I'm a long time reader - since way back when I was seven. That makes it over three quarters of my life that I will be a reader for. But it is worth it. When I'm not reading or wasting my time online on here or Goodreads I'll be off playing video games, studying teaching and messing around with friends and pop culture. Or reading some more.
Scrivener’s Moon - Philip Reeve Compared to the original series of Mortal Engines I find the prequels lacking the same character. That is to say the protagonist Fever Crumb is interesting but lacks the same depth of interest as, say, Hester Shaw, Tom Natsworthy and the ever intriguing stalker Shrike.

Scrivener's Moon basically continues the story of Fever Crumb and shows the beginning foundation of the traction cities: cities on wheels. The story begins well and finishes smoothly with an action packed battle sequence and some startling developments but it looses a little pace in the middle. Perhaps its the fact that like many authors Phillip Reeve feels the need to extend his novel to 400 or so pages and hence stretches his plot thinly to cover that extra mileage.

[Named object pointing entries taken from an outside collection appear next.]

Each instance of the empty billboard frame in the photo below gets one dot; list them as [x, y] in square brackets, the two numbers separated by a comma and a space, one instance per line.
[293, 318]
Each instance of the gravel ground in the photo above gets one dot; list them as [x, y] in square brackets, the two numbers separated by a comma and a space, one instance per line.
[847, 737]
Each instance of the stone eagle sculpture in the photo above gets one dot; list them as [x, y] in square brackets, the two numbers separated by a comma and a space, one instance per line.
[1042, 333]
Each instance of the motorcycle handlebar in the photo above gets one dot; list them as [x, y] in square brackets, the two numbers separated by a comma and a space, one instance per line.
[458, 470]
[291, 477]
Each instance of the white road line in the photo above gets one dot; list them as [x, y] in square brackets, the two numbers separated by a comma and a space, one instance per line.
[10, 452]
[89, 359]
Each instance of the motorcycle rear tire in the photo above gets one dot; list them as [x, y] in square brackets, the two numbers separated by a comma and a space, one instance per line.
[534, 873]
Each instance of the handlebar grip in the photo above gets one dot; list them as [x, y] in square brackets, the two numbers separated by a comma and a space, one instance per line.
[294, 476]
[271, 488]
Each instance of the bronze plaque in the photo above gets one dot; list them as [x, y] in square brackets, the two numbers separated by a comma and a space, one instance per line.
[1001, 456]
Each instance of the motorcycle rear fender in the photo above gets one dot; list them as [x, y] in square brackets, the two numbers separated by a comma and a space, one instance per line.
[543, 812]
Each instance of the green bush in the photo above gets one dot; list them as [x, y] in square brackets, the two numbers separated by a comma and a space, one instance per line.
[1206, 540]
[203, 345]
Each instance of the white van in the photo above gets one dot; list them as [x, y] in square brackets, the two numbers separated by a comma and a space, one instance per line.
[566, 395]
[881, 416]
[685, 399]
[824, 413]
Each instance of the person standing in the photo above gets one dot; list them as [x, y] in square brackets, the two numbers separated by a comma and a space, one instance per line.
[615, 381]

Still Scrivener's Moon is a good read with its strange apocalyptic world and the zany characters that made Mortal Engines so brilliant. Not to mention that Reeve is a creative fellow who comes up with ideas ranging from undead soldiers (stalkers), to animated paper men (all with microchips) and molecular clockwork. Sure it's been classed as a young adult novel but as Shakespear once wrote (no doubt not intending for his words to become cliche) what's in a name? However I must admit the prequel series feels less mature than the original series in both ideas and narration. Despite these flaws it is still a part of a creative world that I very much enjoy visiting.